Groups whose common divisor graph on $p$-regular classes has diameter three

TL;DR

This paper investigates the structure of a specific graph associated with finite p-separable groups, focusing on the maximum distance between certain conjugacy classes and the p-structure when the graph's diameter is three.

Contribution

It answers an open question about the maximum distance in the common divisor graph and explores the p-structure of groups with a diameter of three.

Findings

Maximum distance between certain conjugacy classes is established.

Characterization of p-structure when the graph has diameter three.

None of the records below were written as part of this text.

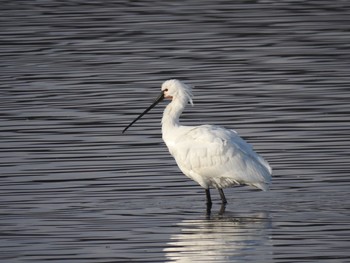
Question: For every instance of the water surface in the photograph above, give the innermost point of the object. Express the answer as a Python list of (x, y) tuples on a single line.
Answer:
[(74, 74)]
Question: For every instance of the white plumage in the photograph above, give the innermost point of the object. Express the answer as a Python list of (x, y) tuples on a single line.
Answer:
[(212, 156)]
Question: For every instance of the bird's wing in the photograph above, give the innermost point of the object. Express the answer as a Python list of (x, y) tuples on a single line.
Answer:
[(215, 152)]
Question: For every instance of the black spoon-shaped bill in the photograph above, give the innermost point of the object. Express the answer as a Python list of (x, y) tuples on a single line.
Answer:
[(157, 100)]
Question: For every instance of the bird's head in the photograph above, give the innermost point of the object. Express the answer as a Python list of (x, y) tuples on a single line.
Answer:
[(173, 89)]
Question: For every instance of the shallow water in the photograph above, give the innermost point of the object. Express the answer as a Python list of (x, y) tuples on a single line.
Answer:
[(74, 74)]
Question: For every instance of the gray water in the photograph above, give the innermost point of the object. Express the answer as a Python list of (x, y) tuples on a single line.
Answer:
[(75, 73)]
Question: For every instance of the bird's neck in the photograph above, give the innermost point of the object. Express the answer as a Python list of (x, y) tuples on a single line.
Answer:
[(172, 114)]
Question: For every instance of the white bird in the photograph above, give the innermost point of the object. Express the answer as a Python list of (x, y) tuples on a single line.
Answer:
[(212, 156)]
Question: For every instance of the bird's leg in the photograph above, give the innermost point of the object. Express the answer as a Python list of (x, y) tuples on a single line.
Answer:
[(222, 195), (207, 193), (209, 203)]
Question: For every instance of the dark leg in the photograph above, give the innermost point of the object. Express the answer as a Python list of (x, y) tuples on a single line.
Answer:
[(207, 193), (222, 195)]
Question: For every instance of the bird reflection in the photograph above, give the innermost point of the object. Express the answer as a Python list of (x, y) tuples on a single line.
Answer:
[(223, 237)]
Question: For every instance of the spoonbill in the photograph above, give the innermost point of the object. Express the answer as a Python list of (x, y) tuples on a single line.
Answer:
[(212, 156)]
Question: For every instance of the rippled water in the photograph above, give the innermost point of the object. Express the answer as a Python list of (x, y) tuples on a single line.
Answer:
[(75, 73)]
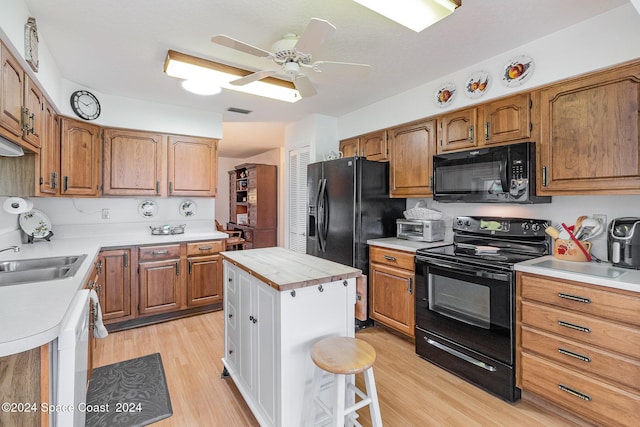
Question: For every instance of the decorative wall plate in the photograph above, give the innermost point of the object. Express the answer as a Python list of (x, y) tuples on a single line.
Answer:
[(517, 71), (148, 208), (188, 208), (478, 84), (445, 94), (35, 223)]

Provides insights into the graph's diameter in relation to group properties.

Abstract

Let $G$ be a finite $p$-separable group, for some fixed prime $p$. Let $\Gamma_p(G)$ be the common divisor graph built on the set of non-central conjugacy classes of $p$-regular elements of $G$: this is the graph whose vertices are the conjugacy classes of those non-central elements of $G$ such that $p$ does not divide their orders, and two distinct vertices are adjacent if and only if the greatest common divisor of their lengths is strictly greater than one. The aim of this paper is twofold: to positively answer an open question concerning the maximum possible distance in $\Gamma_p(G)$ between a vertex with maximal cardinality and any other vertex, and to study the $p$-structure of $G$ when $\Gamma_p(G)$ has diameter three.